Monday, May 21, 2012

Cleantech Insights | Efficiency Finance: A new perspective

In our 2011 fourth quarter Investment Monitor, I asserted that 2012 would be ?a proving period when bets are placed, and programs and companies either mature or wilt? for efficiency finance players. This statement was a bet on consolidation in the short term. While the year has started off with some major moves (as I discuss here), attending ACEEE?s Energy Efficiency Finance Forum last week highlighted a different perspective on the market?s trajectory. Taking a longer view, it?s clear that (1) many financing options can and should flourish, and (2) the market is still in its exciting early days.

For those who follow the efficiency finance market closely, the assertion that multiple options should flourish may seem obvious. Yet, participating in the Forum?s discussions reinforced several important facts:

  • The real estate market consists of many sub-sectors, which each have unique drivers and barriers. To emphasize this point, Deutsche Bank presented its breakdown of the real estate market, which showcased 3 sectors and 17 sub-sectors. From split incentives in multi-tenant commercial buildings, to high turnover rates in residential and office buildings, each of these sectors requires unique financing solutions.
  • All finance providers are not the same. Funding for projects comes from various sources including VC?s, investment banks, and in time, secondary markets. Among these sources, appetite for risk and corresponding expected return vary drastically. As an example, executives from Citi and Deutsche Bank pointed out that developing a secondary market with low rates requires an established project risk profile that is built on decades of data points. This stands in stark contrast to investment firms like Blue Hill Partners that are interested in taking on more risk, and reaping the reward through profits.
  • Energy efficiency solutions provide differing ROI periods. The upfront capital cost and expected rates of returns on an LED project are very different than when installing a new HVAC or energy management system. So, developing projects that meet ROI expectations requires a portfolio of solutions at both the site and investment portfolio

These are just a few of the variables that financing solutions aim to align. Much of the finance discussion pits one option against another. Yet, given the market?s complexity, it seems clear that there is no silver bullet. Instead, eventually some form of many of the current structures (ESAs, On Bill Finance or Repayment, PACE, etc.) will be needed to address the market.

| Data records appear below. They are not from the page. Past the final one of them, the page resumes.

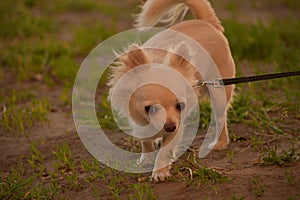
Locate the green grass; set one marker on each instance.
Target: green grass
(21, 111)
(33, 42)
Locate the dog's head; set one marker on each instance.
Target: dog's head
(153, 89)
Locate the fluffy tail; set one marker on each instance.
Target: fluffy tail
(169, 11)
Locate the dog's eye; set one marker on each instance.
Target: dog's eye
(180, 106)
(151, 109)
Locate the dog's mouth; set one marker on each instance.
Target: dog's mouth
(170, 127)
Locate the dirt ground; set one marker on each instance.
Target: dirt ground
(240, 162)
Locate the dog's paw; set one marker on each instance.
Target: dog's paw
(145, 160)
(161, 175)
(220, 146)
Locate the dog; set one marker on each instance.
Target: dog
(152, 103)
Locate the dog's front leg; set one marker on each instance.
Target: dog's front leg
(148, 153)
(164, 159)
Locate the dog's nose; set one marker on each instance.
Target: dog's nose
(169, 127)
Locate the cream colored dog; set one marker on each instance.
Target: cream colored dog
(147, 102)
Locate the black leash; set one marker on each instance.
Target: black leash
(217, 83)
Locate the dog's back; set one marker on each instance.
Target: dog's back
(168, 11)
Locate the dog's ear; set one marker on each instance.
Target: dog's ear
(135, 57)
(181, 56)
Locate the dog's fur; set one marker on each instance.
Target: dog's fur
(208, 32)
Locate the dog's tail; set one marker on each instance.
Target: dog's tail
(170, 11)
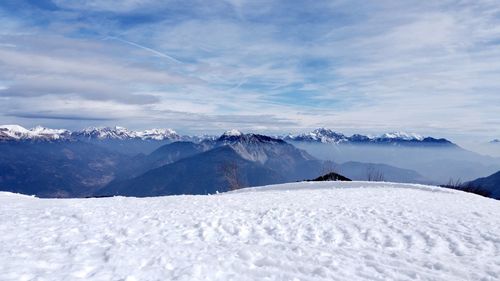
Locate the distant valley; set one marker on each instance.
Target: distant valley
(117, 161)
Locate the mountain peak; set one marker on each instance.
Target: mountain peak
(17, 132)
(402, 136)
(232, 133)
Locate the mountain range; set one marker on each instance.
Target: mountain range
(117, 161)
(323, 135)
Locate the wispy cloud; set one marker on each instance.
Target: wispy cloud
(429, 67)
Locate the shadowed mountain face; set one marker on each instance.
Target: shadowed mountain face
(491, 184)
(60, 169)
(379, 172)
(438, 164)
(200, 168)
(203, 173)
(48, 163)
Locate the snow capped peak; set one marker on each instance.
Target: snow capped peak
(232, 133)
(14, 128)
(17, 132)
(158, 134)
(402, 136)
(323, 135)
(122, 133)
(106, 133)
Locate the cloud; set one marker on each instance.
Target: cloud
(429, 67)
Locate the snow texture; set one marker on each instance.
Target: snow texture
(300, 231)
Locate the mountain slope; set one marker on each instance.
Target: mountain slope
(200, 174)
(323, 135)
(301, 231)
(490, 184)
(60, 169)
(379, 172)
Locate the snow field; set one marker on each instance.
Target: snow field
(301, 231)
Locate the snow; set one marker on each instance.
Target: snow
(20, 133)
(299, 231)
(403, 136)
(232, 133)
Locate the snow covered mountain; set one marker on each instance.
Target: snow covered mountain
(490, 184)
(19, 133)
(323, 135)
(299, 231)
(121, 133)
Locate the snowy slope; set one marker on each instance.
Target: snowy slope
(301, 231)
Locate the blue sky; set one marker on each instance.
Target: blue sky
(430, 67)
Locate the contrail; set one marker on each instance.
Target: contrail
(163, 55)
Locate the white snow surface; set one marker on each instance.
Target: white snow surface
(299, 231)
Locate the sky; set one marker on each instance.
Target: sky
(429, 67)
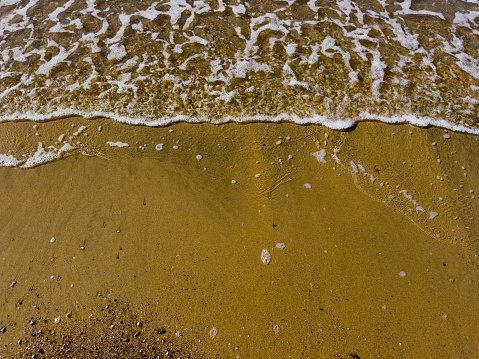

Second, as Sean Neill of SCIenergy pointed out during his presentation, ?this is a marathon, not a sprint?. In other words, while the finance market is growing and garnering attention in the short term, establishing a successful track record and scaling investment to meet the size of the opportunity will take time. Recent studies by Deutsche Bank and Cap E put the efficiency investment opportunity between $150 and almost $300 billion (with a B), which could yield more than $1 trillion (with a T) in energy savings over 10 years. In comparison with these numbers, current investment is in the very early stages, with the most mature companies like SCIenergy (through its recent acquisition of Transcend Equity), Metrus Energy, Green Campus Partners, and Clean Fund having completed around 50-60 projects. In this light, there is room for incredible growth of these existing players, as well as opportunities for many new entities like the recently launched New York City Energy Efficiency Corporation (NYCEEC) to catalyze the market. NYCEEC provides financing and educational resources to building owners in New York and just announced its first project, which it partnered with SCIenergy (then Transcend Equity) to develop. With around 8 more projects in the pipeline, NYCEEC may be partnering with other entities to provide financing, and growing the industry?s track record with each new project. So, while the efficiency market is still in its early days, exciting new initiatives like NYCEEC are popping up around the US. Momentum in the marathon continues to grow, and we?ll be watching as it does.

To get this and other Cleantech Insights stories delivered weekly to your inbox, sign up for the Inside Cleantech Newsletter:

?

nerlens noel don t trust the b in apartment 23 world financial center shabazz muhammad angela corey zimmerman charged bonobos

No comments:

Post a Comment

Note: Only a member of this blog may post a comment.